Random forests often have very good predictive accuracy, and reduces variance.

For commands, same process as before, but just few changes


##### Step 1: Import Packages and read dataset

##### Step 2: Define Y and Xs (Same)

In [None]:
## Define y
y = data['log_inc']

## Define X (exclude inc, incsq, log_inc)
columns_ = data.columns.tolist()
exclude_cols = ['inc', 'incsq', 'log_inc'] 
X = data[[i for i in columns_ if i not in exclude_cols]] 
## Print shapes of y and X
print y.shape, X.shape


##### Step 3 : Split Train and Test Samples (Same)

In [None]:
## Train test split 70/30
from sklearn.cross_validation import train_test_split
X_train, X_test, y_train, y_test = train_test_split(X, y, test_size=0.3)

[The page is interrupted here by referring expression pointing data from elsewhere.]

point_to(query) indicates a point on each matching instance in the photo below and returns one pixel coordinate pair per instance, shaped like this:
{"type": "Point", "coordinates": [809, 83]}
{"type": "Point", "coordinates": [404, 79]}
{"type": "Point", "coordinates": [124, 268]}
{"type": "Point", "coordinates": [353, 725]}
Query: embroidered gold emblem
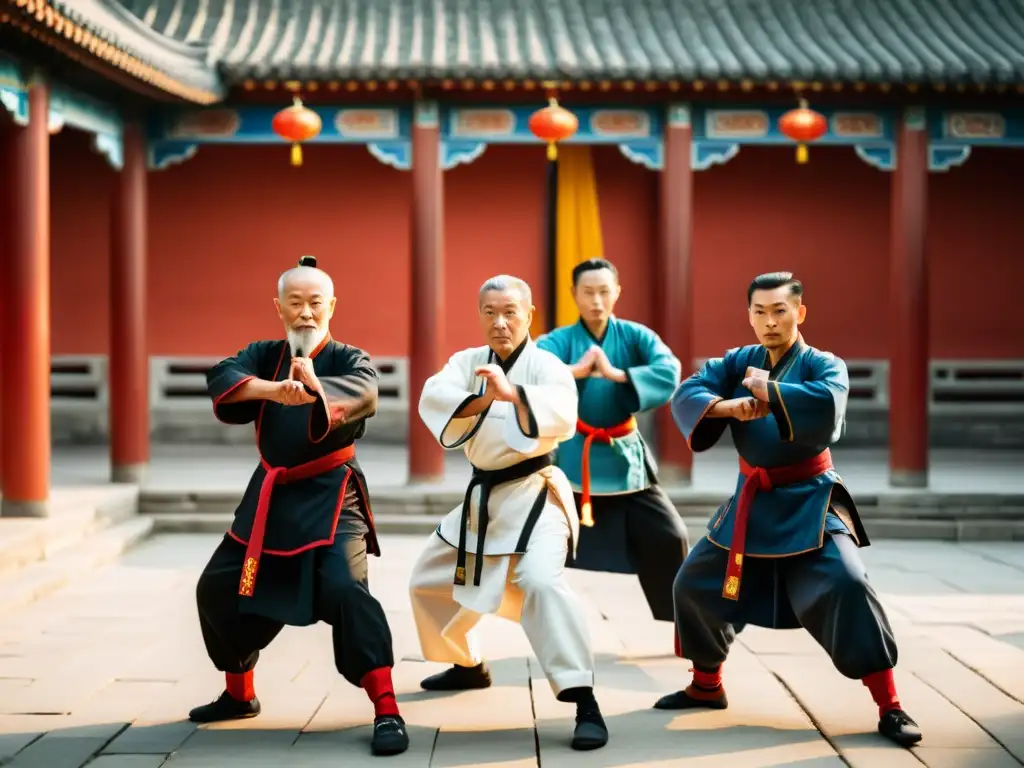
{"type": "Point", "coordinates": [248, 578]}
{"type": "Point", "coordinates": [732, 587]}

## Print shapes of X(s) and y(s)
print X_train.shape, y_train.shape
print X_test.shape, y_test.shape


##### Step 4 : Call and Build a random forest model (different)

In [None]:
#Build a Random regression tree
from sklearn.ensemble import RandomForestRegressor

forest = RandomForestRegressor( )

params = {'max_depth':[3,4,5], 
          'max_features':[2,3,4], 
          'max_leaf_nodes':[5,6,7], 
          'min_samples_split':[3,4],
         'n_estimators': [100]
         }



##### Step 5: Cross Validate the method

In [None]:
### Here crossvalidate using the Gridsearch
from sklearn.grid_search import GridSearchCV
estimator_rfr = GridSearchCV(forest, params, n_jobs=-1,  cv=5,verbose=1)

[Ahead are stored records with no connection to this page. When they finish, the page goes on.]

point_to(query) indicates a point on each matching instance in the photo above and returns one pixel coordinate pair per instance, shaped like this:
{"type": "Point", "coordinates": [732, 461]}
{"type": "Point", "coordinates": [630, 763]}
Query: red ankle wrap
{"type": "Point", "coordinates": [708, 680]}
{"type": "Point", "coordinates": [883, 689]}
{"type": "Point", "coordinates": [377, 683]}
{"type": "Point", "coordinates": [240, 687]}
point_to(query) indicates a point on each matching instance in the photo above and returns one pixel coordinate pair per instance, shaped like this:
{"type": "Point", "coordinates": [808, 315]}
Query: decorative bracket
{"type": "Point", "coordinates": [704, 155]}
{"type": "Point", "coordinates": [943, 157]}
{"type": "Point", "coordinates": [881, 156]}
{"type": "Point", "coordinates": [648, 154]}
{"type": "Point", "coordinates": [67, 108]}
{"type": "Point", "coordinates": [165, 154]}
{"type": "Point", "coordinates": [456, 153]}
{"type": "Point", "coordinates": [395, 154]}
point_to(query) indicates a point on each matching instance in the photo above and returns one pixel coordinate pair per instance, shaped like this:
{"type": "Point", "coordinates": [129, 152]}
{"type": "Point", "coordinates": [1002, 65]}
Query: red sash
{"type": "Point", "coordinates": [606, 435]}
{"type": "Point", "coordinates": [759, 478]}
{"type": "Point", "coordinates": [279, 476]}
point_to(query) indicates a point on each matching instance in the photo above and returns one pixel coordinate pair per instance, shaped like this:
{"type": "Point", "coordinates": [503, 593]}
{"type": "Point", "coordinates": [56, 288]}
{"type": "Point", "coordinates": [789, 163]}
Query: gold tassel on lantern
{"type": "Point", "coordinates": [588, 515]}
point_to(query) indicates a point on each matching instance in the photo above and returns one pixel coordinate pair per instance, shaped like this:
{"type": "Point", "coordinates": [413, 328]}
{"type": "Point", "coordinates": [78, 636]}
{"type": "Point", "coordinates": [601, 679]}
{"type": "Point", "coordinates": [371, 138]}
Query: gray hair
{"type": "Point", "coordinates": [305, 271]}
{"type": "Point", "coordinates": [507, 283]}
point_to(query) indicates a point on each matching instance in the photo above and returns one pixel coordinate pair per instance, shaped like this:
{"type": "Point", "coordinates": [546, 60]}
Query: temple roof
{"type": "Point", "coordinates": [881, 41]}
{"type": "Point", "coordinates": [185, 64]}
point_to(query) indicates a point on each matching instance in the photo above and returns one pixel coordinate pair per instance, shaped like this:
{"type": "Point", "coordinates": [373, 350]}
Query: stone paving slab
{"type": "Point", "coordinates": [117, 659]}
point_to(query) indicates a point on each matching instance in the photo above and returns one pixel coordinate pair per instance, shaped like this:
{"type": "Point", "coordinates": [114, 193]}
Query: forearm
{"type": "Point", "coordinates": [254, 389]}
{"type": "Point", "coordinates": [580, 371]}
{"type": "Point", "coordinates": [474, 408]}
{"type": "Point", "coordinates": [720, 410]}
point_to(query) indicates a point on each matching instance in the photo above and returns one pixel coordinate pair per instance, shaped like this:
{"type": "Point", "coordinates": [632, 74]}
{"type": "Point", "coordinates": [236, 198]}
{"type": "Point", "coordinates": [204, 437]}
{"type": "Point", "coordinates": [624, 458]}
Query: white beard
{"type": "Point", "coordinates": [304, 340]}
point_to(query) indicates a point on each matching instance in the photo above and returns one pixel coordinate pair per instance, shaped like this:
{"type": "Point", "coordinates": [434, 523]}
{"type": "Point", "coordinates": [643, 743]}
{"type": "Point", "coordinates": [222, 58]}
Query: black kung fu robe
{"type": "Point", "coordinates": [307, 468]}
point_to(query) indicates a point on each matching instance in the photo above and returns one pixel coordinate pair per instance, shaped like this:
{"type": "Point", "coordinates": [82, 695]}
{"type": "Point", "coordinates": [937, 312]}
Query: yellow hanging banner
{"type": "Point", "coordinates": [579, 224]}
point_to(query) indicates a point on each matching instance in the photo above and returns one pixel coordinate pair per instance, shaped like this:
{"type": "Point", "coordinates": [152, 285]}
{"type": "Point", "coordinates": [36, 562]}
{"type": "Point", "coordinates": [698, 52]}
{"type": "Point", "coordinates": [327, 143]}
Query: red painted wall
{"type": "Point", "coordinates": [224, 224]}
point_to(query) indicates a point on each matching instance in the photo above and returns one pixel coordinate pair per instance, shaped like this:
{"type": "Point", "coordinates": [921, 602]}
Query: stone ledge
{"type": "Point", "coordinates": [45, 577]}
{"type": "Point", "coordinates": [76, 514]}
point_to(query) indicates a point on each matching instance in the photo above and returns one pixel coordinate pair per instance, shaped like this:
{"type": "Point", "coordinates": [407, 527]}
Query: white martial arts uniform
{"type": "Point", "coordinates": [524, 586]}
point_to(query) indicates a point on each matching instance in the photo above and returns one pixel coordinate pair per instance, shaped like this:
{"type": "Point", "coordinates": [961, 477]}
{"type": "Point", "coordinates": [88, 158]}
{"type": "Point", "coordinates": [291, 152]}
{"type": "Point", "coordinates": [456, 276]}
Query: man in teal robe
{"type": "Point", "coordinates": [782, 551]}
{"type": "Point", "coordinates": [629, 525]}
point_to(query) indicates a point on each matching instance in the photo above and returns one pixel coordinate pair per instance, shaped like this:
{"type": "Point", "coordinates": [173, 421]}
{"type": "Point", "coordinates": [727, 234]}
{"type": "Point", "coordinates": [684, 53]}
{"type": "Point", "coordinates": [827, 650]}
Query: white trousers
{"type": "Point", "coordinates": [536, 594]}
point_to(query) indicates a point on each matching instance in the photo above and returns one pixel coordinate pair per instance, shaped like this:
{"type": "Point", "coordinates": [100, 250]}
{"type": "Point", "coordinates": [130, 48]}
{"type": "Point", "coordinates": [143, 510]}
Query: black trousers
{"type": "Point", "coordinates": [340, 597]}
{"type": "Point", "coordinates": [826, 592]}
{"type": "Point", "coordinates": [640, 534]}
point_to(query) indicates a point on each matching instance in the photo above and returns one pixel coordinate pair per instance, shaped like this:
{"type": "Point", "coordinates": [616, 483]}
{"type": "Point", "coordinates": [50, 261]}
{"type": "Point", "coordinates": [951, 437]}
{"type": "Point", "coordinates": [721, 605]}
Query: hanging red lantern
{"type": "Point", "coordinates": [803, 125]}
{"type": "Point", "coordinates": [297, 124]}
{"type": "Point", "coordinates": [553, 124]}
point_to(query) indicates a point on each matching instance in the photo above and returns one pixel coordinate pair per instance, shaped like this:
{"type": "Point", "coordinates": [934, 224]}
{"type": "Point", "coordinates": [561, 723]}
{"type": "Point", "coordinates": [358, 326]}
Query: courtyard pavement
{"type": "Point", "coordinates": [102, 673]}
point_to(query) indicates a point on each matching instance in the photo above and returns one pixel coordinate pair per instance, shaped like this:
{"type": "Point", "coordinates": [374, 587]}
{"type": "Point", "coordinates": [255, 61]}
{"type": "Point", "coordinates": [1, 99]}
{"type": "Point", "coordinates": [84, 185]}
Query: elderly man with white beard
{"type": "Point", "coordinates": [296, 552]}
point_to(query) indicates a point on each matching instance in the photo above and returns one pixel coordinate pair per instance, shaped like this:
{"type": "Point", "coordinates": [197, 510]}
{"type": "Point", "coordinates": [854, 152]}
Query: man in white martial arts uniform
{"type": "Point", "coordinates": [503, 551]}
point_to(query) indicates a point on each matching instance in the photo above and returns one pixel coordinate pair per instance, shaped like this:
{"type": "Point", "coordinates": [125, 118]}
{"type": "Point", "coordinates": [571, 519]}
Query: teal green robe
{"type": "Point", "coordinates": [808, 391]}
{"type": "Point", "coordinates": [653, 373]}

##### Step 6 : Fit your best model found in gridsearch (different)

In [None]:
#Fit the tree model : Now we need to bring everything together and build a model on the train data
#Print best estimator, best parameters, and best score (best fit to explain Y)

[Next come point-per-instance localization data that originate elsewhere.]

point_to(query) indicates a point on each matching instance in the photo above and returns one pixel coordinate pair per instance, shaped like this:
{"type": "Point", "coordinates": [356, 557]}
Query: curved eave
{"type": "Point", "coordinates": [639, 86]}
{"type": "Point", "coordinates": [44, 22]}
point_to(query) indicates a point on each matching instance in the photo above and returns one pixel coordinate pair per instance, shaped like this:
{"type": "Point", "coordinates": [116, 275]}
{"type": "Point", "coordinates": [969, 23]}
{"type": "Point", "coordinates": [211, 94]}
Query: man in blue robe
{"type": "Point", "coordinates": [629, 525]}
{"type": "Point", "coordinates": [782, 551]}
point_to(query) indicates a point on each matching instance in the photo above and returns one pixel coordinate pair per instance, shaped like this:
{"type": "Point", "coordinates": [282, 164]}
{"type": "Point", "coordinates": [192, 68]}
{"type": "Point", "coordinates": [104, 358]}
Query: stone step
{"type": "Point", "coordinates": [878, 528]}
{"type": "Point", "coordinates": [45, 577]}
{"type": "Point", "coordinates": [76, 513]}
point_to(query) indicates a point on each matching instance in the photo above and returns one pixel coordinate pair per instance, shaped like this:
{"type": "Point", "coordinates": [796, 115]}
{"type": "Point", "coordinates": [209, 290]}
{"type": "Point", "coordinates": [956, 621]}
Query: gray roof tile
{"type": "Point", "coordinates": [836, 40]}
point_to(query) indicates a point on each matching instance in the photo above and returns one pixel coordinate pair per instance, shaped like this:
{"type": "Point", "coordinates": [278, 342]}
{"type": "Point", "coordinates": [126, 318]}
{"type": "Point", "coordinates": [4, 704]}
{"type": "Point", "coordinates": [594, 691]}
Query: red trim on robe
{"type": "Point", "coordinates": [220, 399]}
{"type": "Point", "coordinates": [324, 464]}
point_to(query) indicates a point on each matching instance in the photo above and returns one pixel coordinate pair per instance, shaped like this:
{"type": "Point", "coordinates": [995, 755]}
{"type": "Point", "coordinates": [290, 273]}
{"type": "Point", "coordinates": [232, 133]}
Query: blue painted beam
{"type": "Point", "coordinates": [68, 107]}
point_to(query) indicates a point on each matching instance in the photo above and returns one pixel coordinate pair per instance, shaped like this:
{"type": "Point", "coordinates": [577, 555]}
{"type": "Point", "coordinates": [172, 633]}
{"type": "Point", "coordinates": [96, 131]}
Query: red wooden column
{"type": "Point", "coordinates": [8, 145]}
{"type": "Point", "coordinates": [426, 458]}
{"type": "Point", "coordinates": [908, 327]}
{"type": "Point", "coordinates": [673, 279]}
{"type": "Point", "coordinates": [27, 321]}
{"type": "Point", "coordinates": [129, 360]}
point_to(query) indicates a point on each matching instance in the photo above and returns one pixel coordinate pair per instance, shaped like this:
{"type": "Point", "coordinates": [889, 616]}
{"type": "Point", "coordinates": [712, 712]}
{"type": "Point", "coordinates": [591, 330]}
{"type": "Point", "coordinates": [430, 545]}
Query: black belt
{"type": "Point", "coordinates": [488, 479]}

''' rfr_best = is the random forest regression tree regressor with best parameters/estimators'''

rfr_best = estimator_rfr.best_estimator_
print "best estimator", rfr_best
print "\n==========\n"
print "best parameters", estimator_rfr.best_params_
print "\n==========\n"
print "best score", estimator_rfr.best_score_



##### Step 7: Define a function that we will use to print all features (indpdt variables) by importance.
Just call the function defined before, and print the features
The ones with most explanatory power.

In [None]:
#Using the function defined in Simple Reg Tree to Print feature Importance
feature_importance(X, rfr_best)



##### Step 8 : Predict on the Test sample. We train a model on the train data part, we need to test it

In [None]:
#Predict on the Test Data
y_pred_rfdtr= rfr_best.predict(X_test)
y_pred_rfdtr

##### Step 9 : Evaluate the performance of your model (MSE in train and test data, R2 in train and test data)
You need to know if your model performed well on the test data. 
Evaluation using MSE and R^2.

We already created the function above

In [None]:
#Evaluate the performance of your model (MSE in train and test data, R2 in train and test data) using function created above
rsquare_meansquare_error(y_train, y_test, X_train, X_test, "Random Forest Regression tree", rfr_best)


Last Step is to compare MSE and R^2 of Simple Regression tree and Random Forest Tree.
Choose the one that has the most close values on train and test, and also high R^2.